I am at a loss for words to introduce one of my close friends who has volunteered to share about their experiences in the law enforcement community and how it has changed them and made them the person they are today.  In the wake of the current society we live in, this post is being kept anonymous.  I am honored that my friend wants to share a glimpse into their life and mind.  Even in opposition they are still standing on the line… To honor those who protect our community, risk their lives, and sometimes don’t return home.  National Police week is from May 15-21.  Find out more information about the events in Washington DC.National-Police-Week-Honor-Fallen-Officers_0007

“There is a saying among members of the law enforcement community, I’ve seen it on t-shirts, patches, and numerous other pieces of clothing. This saying goes something like this, “I hunt the evil you pretend doesn’t exist.” It’s a crass statement to say the least, full of generalities, and a noble yet “holier than thou” mentality. Unfortunately, in a lot of ways its true.
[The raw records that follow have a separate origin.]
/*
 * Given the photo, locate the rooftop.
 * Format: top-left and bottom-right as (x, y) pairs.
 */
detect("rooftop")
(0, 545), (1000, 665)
I’m a law enforcement officer, cop, bobby, pig, and a list of other horrible words no one would want to be named.  Needless to say I’ve been called it all and worse.  I’m hated, loved, admired, respected, vilified, despised, spit on, punched, and kicked but I am also a man. Flesh, blood, bones, muscle, ears, eyes, nose, and heart. I love what I do, I love who I am. For a lot of cops these two things – what you do and who you are- are one in the same. Accountants stop being accountants when they “clock out,” telemarketers stop selling garbage when they put down the phone. Cops don’t stop being cops. I’m a cop right now as I sit on my couch typing. One minute I’m thinking of cases I have to solve, and the next I’m thinking of exit strategies for my family if someone tried to break into our home. Perhaps that is something the majority of America hasn’t and doesn’t have to think about. Perhaps the reason for that lack of attention is because of law enforcement officers like me. I hope so.

I’ll never pretend to be nobler, better, stronger, or faster than the rest of society but hopefully in the moment I need it most, when I’m fighting for my life and the life of my partner I am those things.

I hunt men. The criminals, gangsters, thugs, rapists, murderers, speeders, red light runners, and improper parkers. It isn’t a matter of killing your query, it’s a matter of catching them, and convincing them to admit their wrong doing. It is a most dangerous game, they hate us and we just want to catch them. Are we catching them to prevent further crimes? Sometimes, or just to get the case off our plate. Either way I give that case and that victim everything I have. We pour ourselves into our victims, sometimes that ends well; other times you see the woman beaten by her husband paying his bond a couple days after he hurt her. It’s a crap shoot, but it’s what we do.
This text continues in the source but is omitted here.